Выбрать главу

На пороге двадцатого века этот мотив прозвучал в теологии В. В. Розанова. Наша земля сияет из каждой маленькой хижины, в каждом вновь родившемся «я», в каждой искорке, — писал он, — и вся земля сияет блеском, которого все же не хватает до неба, но зато есть земли собственное свое сияние{101}.

Аскетические черты, характерные для православной традиции, были обусловлены не отвращением от плоти, а представлением о Божьей Правде и стремлением преодолеть эмпирическую действительность, освободив ее от неправды. Не уход от земного, но его преображение — так можно определить сущность аскетической традиции на Руси. Конечно, эмпирическая реальность могла представлять собой зло, однако, будучи способна к преображению, она потенциально несла в себе в себе Божественное начало{102}.

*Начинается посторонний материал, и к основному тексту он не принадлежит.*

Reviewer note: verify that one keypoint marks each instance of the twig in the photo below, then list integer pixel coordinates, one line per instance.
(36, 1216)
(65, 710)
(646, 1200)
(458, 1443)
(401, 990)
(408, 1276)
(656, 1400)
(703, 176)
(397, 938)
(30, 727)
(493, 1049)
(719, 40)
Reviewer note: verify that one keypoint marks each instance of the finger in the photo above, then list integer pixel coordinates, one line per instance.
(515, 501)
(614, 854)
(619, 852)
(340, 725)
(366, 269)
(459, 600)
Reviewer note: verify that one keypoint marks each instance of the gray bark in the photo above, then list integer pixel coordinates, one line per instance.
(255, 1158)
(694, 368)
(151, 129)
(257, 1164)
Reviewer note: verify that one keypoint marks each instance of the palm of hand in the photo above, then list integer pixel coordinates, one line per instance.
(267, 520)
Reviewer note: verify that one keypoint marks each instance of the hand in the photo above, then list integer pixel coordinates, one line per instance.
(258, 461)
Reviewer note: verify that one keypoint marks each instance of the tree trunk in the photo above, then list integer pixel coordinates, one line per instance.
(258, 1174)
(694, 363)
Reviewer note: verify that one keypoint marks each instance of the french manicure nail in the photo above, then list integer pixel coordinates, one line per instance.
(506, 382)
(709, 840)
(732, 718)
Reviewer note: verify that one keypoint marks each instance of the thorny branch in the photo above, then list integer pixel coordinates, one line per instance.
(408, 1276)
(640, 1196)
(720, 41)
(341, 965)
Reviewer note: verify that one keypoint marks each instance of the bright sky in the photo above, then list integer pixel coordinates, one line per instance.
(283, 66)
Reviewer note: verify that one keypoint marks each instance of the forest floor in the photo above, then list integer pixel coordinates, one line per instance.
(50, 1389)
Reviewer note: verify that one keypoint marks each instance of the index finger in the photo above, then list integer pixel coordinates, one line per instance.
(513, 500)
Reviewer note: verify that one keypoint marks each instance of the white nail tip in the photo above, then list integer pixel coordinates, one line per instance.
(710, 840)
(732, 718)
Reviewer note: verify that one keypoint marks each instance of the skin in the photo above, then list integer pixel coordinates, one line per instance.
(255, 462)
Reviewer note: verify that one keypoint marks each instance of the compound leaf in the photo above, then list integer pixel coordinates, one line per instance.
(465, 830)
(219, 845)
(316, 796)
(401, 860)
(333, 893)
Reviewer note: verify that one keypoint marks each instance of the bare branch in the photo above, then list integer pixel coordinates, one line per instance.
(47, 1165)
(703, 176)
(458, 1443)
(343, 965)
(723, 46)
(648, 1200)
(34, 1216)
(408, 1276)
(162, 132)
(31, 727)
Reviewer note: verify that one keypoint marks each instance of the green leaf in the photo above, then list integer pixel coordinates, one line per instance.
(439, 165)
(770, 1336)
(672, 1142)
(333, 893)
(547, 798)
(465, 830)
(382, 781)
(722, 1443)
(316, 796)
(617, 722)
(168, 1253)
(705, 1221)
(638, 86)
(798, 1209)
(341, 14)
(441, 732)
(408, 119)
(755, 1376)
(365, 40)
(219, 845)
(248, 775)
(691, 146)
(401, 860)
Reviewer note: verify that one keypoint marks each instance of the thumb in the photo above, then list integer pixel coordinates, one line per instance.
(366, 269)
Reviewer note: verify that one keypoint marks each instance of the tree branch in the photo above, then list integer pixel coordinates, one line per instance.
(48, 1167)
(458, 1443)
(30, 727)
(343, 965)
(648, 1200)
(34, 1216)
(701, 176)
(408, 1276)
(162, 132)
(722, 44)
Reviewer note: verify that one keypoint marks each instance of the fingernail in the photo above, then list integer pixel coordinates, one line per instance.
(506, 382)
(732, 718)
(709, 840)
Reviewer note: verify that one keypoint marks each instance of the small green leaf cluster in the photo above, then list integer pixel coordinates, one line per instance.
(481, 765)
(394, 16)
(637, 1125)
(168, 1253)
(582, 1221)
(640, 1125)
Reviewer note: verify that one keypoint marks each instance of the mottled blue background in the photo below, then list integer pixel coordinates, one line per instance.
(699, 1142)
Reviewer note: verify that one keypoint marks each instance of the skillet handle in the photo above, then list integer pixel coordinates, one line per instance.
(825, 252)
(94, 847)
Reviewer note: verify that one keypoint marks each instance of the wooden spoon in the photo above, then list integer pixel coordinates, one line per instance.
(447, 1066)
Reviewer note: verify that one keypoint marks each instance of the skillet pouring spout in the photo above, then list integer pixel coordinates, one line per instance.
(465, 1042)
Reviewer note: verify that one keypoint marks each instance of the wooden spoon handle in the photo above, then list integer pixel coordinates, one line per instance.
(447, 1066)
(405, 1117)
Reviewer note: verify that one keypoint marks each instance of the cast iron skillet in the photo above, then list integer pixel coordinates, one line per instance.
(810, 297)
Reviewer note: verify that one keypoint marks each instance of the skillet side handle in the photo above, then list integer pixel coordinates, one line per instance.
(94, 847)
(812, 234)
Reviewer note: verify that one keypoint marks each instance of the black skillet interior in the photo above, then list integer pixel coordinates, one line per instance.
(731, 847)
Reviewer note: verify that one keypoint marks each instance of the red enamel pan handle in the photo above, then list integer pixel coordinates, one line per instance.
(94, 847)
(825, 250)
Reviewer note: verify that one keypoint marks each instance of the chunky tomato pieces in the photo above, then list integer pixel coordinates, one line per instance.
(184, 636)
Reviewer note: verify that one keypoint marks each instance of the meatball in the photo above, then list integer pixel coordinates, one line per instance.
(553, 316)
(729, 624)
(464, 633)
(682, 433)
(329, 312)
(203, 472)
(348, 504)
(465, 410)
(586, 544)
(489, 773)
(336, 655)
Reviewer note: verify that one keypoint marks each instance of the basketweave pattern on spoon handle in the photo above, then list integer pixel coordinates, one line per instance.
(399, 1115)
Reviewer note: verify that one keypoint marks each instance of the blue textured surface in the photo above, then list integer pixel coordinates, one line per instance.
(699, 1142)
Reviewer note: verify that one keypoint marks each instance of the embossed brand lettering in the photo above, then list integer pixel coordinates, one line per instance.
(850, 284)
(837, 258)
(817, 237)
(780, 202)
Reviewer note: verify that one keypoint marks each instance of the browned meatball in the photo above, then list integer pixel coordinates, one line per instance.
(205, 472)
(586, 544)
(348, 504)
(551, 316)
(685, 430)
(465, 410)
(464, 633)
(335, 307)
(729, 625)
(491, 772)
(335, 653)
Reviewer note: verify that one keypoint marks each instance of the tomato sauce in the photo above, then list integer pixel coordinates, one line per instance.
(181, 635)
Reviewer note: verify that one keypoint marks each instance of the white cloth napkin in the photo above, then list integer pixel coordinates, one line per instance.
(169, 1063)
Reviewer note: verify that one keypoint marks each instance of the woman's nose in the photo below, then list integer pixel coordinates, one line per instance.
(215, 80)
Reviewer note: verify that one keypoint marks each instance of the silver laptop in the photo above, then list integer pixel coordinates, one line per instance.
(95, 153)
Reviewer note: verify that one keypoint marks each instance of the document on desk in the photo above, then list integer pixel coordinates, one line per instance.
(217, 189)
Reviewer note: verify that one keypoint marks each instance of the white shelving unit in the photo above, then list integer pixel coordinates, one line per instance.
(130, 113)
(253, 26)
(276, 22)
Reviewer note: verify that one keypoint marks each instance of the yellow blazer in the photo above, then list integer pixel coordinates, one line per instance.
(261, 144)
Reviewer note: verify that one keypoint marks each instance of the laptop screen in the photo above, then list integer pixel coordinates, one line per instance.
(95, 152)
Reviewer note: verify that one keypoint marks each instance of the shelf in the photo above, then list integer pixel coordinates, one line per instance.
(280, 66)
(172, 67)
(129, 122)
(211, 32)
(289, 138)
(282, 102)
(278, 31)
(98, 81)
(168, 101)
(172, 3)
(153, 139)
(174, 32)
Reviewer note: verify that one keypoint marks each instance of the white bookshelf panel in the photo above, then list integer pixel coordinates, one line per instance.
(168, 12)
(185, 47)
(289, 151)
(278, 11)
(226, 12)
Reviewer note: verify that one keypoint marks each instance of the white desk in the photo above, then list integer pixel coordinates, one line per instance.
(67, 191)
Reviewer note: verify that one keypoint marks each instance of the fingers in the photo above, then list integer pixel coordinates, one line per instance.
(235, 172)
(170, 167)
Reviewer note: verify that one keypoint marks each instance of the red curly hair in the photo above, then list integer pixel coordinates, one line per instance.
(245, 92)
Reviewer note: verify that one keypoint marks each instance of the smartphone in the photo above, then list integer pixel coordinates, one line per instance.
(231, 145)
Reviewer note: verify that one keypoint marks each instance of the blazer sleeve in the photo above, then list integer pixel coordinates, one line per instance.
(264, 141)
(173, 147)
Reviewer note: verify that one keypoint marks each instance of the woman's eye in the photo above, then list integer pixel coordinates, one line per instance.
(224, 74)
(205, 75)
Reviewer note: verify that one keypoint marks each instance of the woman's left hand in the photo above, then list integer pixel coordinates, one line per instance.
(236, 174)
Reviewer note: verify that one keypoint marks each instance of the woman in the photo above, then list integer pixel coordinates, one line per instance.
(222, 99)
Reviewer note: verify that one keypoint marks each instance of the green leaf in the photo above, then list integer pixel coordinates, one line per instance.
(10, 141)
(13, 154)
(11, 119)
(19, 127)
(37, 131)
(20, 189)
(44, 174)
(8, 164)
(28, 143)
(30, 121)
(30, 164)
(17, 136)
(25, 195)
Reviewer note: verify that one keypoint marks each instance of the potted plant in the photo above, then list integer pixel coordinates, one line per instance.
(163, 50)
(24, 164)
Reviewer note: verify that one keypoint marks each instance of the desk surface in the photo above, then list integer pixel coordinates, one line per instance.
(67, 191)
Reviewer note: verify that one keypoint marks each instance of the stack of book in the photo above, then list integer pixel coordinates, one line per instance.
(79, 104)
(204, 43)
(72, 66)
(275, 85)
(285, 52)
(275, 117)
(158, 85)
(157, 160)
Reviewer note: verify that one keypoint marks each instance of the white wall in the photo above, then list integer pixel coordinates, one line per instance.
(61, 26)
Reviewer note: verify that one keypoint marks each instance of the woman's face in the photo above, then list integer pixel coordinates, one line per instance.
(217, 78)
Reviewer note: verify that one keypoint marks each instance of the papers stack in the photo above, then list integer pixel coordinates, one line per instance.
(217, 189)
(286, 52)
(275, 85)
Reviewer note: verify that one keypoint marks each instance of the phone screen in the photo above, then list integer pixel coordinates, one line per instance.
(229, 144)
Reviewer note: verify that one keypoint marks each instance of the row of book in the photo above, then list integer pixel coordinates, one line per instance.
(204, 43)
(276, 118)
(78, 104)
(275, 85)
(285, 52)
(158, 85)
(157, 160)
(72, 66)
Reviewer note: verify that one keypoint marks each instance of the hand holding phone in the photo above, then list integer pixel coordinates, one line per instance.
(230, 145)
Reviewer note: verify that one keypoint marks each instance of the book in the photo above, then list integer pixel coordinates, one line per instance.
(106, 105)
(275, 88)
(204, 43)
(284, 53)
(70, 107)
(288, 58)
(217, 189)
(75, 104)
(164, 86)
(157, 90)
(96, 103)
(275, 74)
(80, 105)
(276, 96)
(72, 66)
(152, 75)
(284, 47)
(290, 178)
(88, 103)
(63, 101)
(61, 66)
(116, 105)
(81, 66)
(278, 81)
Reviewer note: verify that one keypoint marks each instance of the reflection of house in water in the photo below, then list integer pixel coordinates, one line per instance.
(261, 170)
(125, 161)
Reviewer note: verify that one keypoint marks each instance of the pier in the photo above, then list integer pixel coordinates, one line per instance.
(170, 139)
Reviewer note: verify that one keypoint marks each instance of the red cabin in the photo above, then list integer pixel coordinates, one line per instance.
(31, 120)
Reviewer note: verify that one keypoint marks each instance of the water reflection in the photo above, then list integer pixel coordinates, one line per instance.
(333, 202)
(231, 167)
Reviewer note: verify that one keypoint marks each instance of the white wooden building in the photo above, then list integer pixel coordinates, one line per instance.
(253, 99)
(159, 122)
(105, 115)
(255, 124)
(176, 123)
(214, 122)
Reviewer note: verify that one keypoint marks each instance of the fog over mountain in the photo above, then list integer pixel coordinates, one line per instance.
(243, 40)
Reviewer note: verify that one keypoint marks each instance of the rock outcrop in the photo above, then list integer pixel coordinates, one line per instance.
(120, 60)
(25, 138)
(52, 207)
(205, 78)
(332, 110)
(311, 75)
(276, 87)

Даже беглое сопоставление онтологического реализма классической русской литературы, к примеру, с французским натурализмом демонстрирует почти религиозную теплоту первого, какими бы «светскими» ни выглядели его сюжеты. Еще в восемнадцатом веке великий украинский мистик Г. С. Сковорода (1722–1794) предвосхитил путь позднейшей русской литературы: «Мир сей являет вид благолепный. Но нем таится червь неусыпный… горе ти мире! Смех мне являеш. Внутрь оке душою тайно рыдаеш…»{103}.

Согласно русской традиции, преображение в конечном итоге представляло собой воскресение, как о нем говорится, в частности, в Апокалипсисе. Гоголь задавался вопросом: почему в одной лишь России Светлое Воскресенье «празднуется так, как ему следует праздноваться?» И утверждал: «Праздник Светлого Воскресенья воспразднуется, как следует, прежде у нас, чем у других народов!»{104} Его «Мертвые души» должны были воскреснуть нравственно. Это чаяние продолжается затем у Толстого («Воскресенье») и у Достоевского («Преступление и наказание» — Раскольников верит в Новый Иерусалим, как бы в новое небо над новой землей).

Идея теургии и преображения земного образует важный элемент русского хилиазма от самых его истоков. Уже мысль о Москве как Третьем Риме выражала стремление к преобразованию временного земного царства в царство Божие{105}.

В. В. Розанов писал незадолго до революции 1905 года, что на Западе христианство существует отдельно от мира и является библейским по духу, тогда как в России оно уже стало евангельским: «Этот дух церкви, еще библейский на Западе, уже евангельский на Востоке, наложил печать свою и на народные характеры…»{106}.

Согласно Розанову, глубины этого евангельского христианства еще не открыты; на Западе эта проблема даже не осознана; однако именно в ее решении и состоит миссия русского духа. Василий Зеньковский подтверждал, что космизм Розанова был заимствован им из живой православной традиции{107}.

Д. С. Мережковский писал в 1911 году, что до сих пор как на Востоке, так и на Западе открыта лишь часть христианской истины. Полное же Откровение должно быть возвещено лишь в конце истории, который будет ознаменован не только нисхождением неба на землю, но также восхождение земли к небу{108}. Чрезвычайно характерными для русской религиозности считал эти мотивы и Бердяев{109}. Л. П. Карсавин, богослов скорее консервативного направления, разъяснял: «Мы не постулируем существование другого мира, который время от времени вторгается в мир эмпирический… Но мы не приходим и к тому, что наш эмпирический мир являлся бы всего лишь необходимым (sic!)… наш мир — это и есть мир, — тот, который посредством чуда становится Божественным»{110}.

Все, что обладает реальностью, оказывается — потенциально! — сверхэмпирическим и божественным{111}. Об этом говорил еще Достоевский: «Во всем тайна Божия. В каждом древе, в каждой былинке эта самая тайна. Птичка ли малая поет, али звезды всем сонмом в небе блещут в ночи — все одна эта тайна»{112}.